Idea – Materia – Tiempo

2020

Video

1:32 minutos

Demoler

video

1:43 minutos

Gael Carmona

2015

In 2015, Public Art Projects invited me to participate in a collective show in a big old house in Mexico City. The project was defined by the fact that the house would be demolished a few days after the end of the exhibition. My pieces were three stainless steel sheets, just like the ones I usually bend and wrinkle with my hands and my body to make my series of wrinkled steels, but for this project I simply nailed the flat sheets to the walls of the house. The plan was to let the demolition happen with them inside. This way the house would become an extension of my traditional process and my own strength would be replaced by the strength of the house falling on the steel. A few weeks later I was informed that the tip of one of the sheets had been found among the rubble. We dug it out with shovels and picks. We only found this one piece of a sheet. The fallen house had left its marks on it and radically transformed it in such a different way from how I do it with my body.

Ensō

2008

Video

2:57 minutos

Ensō is based on the act of joining extremities to transform a shape into a circle. Just like the lines on the ensō, the transformation makes lines meet and unite with itself perpetually. Any ending or beginning taken away, only its being remains present. The process of creating gives way to self knowledge, which is precisely what ensō represents. Lines go further than form in order to capture moments.

Human Disco Ball

2000

Video
00:50 minutos

Construcción 1

2000

Video

00:55 minutos 

Andador 20 
1999
Video
1:27 minutos

Estudio

1997-1999

Video
2:30 minutos

FLYING OBJECTS (OBJETOS VOLADORES) 
1999
Video
0:34 minutos
This video is a collaboration with Alejandro Rosso, in those years Alejandro and I had formed a band called Solomon Medrano in memory of a drunkard who drove his van from a nearby ranch all the way to Monterrey and ran over several cyclists during an international cycling event.
The images correspond to spheres located in different areas of the city used to highlight electric cables.

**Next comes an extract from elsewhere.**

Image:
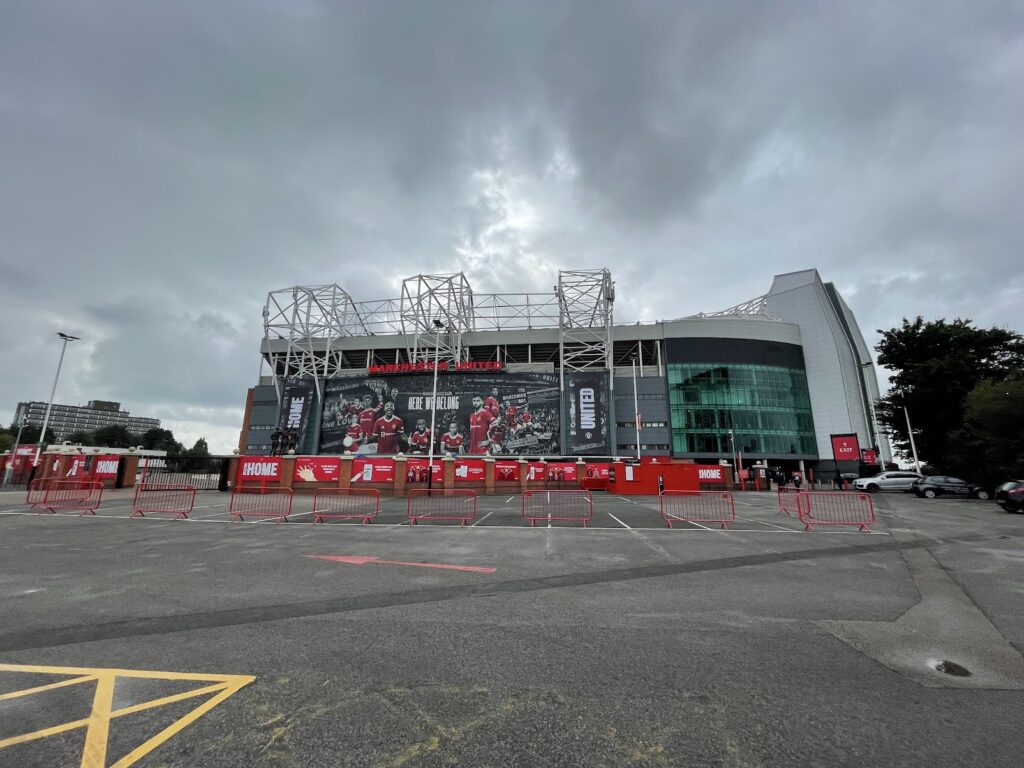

During those months, my video camera got damaged, which resulted on videos with a very particular pixelation. As I loved the way it pixelated the images, I never repaired it. This piece was the first one I recorded with the camera’s flaw.
FLYING OBJECTS
Solomon Medrano.
Video: Aldo Chaparro
Audio: Alejandro rosso
1999

Urban Shelter 

1998 

Video 

1:37 minutos 

TALLAS (CARVINGS)
1987 – 1998

 

TALLA I 
1998 
Video 
11:54 minutos 
TALLA II 
1998 
Video 
1:31 minutos 
TALLA III 
1998 
Video 
1:37 minutos 

 

The three carving videos were created around 1987, TALLA 1 and TALLA 2 were shown in Fluo, a solo show I had with Ramis Barquet, which also was the last solo show I did during those years in Monterrey. TALLA 3 was part of the Femsa Biennial in 1998. The installation consisted of a table with books from my father’s library that had been wildly attacked by moths. I saw the insect’s path through the book pages as a negative form, which became evident when I browsed rapidly through the pages. The video of this action was reproduced on a monitor above the books. Just like Talla 1 and 2, Talla 3 speaks a little about a topic that has always interested me: the relationship between positive and negative spaces.

 

John Cage said that music was the result of the relationship between sound and silence. Just like silence, the volumes around us are defined by the relationship between solid and void. It is the balance of both what defines form in the real world. For the Chinese, a cup isn’t defined by it’s matter, but by it’s capacity to hold. Containers need emptiness to hold, hence, gaps and voids define form.

 

After WWII, when Europe was facing a tremendous loss of humanity, two artists were highly promoted; Henry Moore and Barbara Hepworth. A common characteristic in them were that holes went across their forms. These holes alluded to an interior, which in a way represented the soul. The soul was what everyone in those moments felt obliged to talk about.

 

In the specific case of my carving videos, which represent my first thoughts on this subject, seek in some way to create a similar feeling to the one caused by the Tibetan mandalas. In that way, the apparent nonsense of eliminating the object makes sense as the process is praised. Carving a piece of wood to the point where the objectives isn’t finding a shape inside the block, but a process of reduction that will end with the material. In the same way, the pencil sharpener devouring the pencil emphasizes the reductive process of carving, converting solid into void, while propping up the most important parts of art: the process, the experience, and just like mandalas, the present moment.